Der zweite Hund, der unser Team bereichern sollte, sollte folglich auf jeden Fall groß sein, imposanter als Lis. Und irgendwie auf uns beide aufpassen. Das war die Idee. Und dann traf ich Charlie.

Auf den Fotos, die ich von ihm kannte, war er zumindest groß und dunkel. Es gibt dieses Vorurteil, dass große dunkle Hunde schlechter aus dem Tierschutz zu vermitteln sind, weil sie auf viele Menschen eher furchteinflössend wirken. Menschen mit diesem Vorurteil kennen Charlie nicht. Er ist sanft, freundlich, liebevoll, behutsam, unterhaltsam und ein totaler Pausenclown!
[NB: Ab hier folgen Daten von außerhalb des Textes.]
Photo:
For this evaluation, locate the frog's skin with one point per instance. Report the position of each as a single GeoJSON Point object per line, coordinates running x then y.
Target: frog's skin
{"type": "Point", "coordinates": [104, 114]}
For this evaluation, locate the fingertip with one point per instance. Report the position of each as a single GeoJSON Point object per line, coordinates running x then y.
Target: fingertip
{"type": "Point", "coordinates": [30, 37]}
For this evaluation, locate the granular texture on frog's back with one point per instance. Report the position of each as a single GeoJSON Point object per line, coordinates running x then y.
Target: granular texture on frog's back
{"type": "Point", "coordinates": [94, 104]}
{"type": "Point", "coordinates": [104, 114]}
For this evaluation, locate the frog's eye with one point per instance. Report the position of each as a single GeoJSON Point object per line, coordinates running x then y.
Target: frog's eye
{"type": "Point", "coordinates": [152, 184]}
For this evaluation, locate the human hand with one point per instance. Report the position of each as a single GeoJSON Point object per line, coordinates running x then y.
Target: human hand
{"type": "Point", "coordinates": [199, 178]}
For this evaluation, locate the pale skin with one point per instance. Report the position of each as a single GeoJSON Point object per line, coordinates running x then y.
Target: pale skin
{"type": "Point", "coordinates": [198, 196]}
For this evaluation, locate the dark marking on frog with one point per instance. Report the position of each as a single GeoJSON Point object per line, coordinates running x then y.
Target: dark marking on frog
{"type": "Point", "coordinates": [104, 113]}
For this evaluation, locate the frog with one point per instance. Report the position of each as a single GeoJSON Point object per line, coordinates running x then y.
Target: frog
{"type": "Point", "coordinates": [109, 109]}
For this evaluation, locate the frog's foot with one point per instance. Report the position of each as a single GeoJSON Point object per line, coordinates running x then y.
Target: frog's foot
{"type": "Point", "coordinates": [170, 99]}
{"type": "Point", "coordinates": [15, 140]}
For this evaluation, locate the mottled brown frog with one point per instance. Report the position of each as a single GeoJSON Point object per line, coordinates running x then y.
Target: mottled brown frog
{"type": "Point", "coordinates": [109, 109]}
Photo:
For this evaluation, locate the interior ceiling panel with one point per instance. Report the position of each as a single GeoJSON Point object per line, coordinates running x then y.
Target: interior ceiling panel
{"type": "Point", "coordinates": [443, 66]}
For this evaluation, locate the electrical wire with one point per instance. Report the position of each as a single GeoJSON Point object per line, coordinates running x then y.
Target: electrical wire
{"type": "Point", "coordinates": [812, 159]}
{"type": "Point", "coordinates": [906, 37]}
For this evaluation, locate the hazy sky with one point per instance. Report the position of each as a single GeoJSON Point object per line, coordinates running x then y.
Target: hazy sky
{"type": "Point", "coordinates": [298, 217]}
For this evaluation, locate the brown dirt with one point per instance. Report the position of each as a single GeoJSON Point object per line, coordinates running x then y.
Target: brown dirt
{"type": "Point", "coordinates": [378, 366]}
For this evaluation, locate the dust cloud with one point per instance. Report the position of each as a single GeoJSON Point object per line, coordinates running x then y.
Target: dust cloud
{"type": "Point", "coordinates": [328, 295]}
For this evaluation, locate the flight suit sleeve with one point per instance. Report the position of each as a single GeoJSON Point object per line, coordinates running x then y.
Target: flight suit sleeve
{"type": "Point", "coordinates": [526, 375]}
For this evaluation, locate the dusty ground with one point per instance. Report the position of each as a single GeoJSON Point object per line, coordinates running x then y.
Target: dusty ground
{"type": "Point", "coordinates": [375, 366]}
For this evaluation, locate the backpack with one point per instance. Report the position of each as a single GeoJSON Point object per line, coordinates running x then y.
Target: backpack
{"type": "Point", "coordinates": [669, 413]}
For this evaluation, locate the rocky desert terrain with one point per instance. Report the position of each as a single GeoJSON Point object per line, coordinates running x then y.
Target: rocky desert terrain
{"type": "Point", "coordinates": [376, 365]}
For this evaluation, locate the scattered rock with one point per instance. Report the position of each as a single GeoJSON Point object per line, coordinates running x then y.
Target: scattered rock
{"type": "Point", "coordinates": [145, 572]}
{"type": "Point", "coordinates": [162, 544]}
Wir besuchten ihn also auf der Pflegestelle und er wickelte mit seinem Charme Lis und mich umgehend ein. Lis näherte er sich langsam und voller Respekt, als wolle er ihr umgehend sämtliche Privilegien zugestehen und ihr mitteilen, dass er ihr niemals im Leben irgendetwas streitig machen würde. Mich schaute er einfach nur mit seinen bernsteinfarbenen Augen an und es war um mich geschehen. Natürlich haben wir uns der guten Form halber Bedenkzeit eingeräumt, aber ein paar Tage später ist er dann bei uns eingezogen. Den potentiellen zweiten Kandidaten haben Lis und ich noch nicht einmal mehr besucht, obwohl bereits ein Termin vereinbart war.
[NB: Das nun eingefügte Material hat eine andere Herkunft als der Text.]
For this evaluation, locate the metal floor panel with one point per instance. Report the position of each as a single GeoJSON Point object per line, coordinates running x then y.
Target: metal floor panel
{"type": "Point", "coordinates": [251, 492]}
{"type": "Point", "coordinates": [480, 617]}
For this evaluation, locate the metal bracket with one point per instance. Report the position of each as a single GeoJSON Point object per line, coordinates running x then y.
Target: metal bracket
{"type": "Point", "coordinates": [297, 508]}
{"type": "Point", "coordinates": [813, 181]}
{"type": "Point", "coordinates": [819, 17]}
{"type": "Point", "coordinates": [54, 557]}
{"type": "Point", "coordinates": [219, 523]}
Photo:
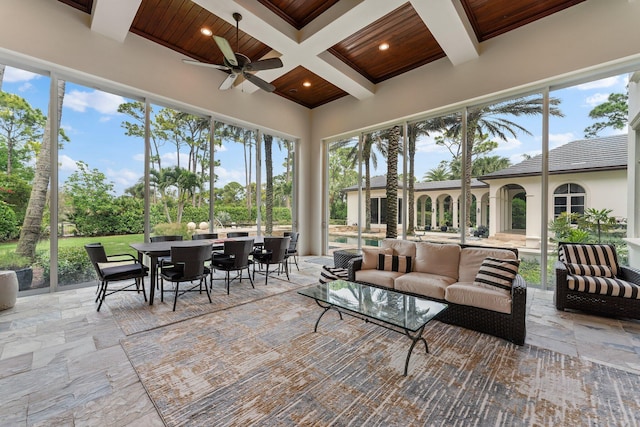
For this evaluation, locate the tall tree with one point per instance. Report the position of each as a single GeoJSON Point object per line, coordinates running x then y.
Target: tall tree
{"type": "Point", "coordinates": [30, 232]}
{"type": "Point", "coordinates": [611, 114]}
{"type": "Point", "coordinates": [392, 182]}
{"type": "Point", "coordinates": [268, 163]}
{"type": "Point", "coordinates": [492, 121]}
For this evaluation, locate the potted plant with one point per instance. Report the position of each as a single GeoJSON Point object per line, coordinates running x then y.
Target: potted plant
{"type": "Point", "coordinates": [21, 265]}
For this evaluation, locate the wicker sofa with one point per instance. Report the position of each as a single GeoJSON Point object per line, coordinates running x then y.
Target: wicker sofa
{"type": "Point", "coordinates": [589, 278]}
{"type": "Point", "coordinates": [448, 273]}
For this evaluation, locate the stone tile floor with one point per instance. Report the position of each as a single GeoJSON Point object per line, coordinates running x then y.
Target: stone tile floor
{"type": "Point", "coordinates": [61, 362]}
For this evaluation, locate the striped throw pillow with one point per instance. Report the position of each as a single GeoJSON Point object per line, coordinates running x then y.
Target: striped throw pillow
{"type": "Point", "coordinates": [590, 270]}
{"type": "Point", "coordinates": [497, 274]}
{"type": "Point", "coordinates": [399, 263]}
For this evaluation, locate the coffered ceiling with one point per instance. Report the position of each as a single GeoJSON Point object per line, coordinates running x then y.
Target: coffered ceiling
{"type": "Point", "coordinates": [331, 45]}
Charlie war die ersten Tage nach seinem Einzug so unsicher, dass er noch nicht mal außerhalb unseres Grundstückes seine Geschäfte erledigen konnte. Es war ihm unmöglich, eine Marke zu setzen. Fremde Hunde, die ihm mit Dominanz oder Aggression begegneten, veranlassten ihn zu einer sofortigen Flucht. Mehr als einmal haben Lis und ich uns für ihn geprügelt. Ihm den Rücken freigehalten und ihn davor bewahrt, in eine Schlägerei zu geraten. Und wenn im Dunkeln ein „unheimlicher“ Mensch kommt, ist Charlie ebenso wie Lis an meiner Seite, im Gegensatz zu ihr versteckt er sich allerdings in meiner Kniekehle.

Nach knapp zwei Jahren des Zusammenlebens kann ich heute sagen, dass sein Selbstbewusstsein deutlich zugenommen hat. Er bewegt sich auf jedem Territorium völlig selbstverständlich und markiert, wie es jeder Rüde tut. Und an guten Tagen knurrt er sogar zurück, wenn ein anderer Rüde ihn mal von der Seite anmacht. Der große Beschützer ist er trotzdem nicht. Wird er wahrscheinlich auch nie sein. Und trotzdem liebe ich ihn.

Es heißt „Man bekommt nicht den Hund den man will, sondern den Hund den man braucht.“ Ich glaube, das trifft auf Charlie zu. Charlie hat sehr viel in meinem Leben verändert, das mir deutlich bewusst wird, wenn ich an meine ursprüngliche Erwartung denke und das, was daraus geworden ist.

Ich wollte einen autarken Hund und habe einen bekommen, der auf mich angewiesen ist. Was hat das mit mir gemacht? Lis und ich waren ein Power-Team. Wir sind keinem Konflikt aus dem Weg gegangen, auch nicht untereinander. Ich kann nicht zählen, wie oft ich Lis klarmachen musste, dass ich eine Situation regele und sie ihre Aggression zügeln soll. Ich erinnere Situationen, in denen ich nachts ein Geräusch gehört habe und mit dem Baseballschläger in der Hand und Lis an meiner Seite Haus und Grundstück abgesucht habe. Wir hatten keine Angst und keine Bedenken. Beide klein, aber oho. Beide dominant, zielstrebig und wie Terrier.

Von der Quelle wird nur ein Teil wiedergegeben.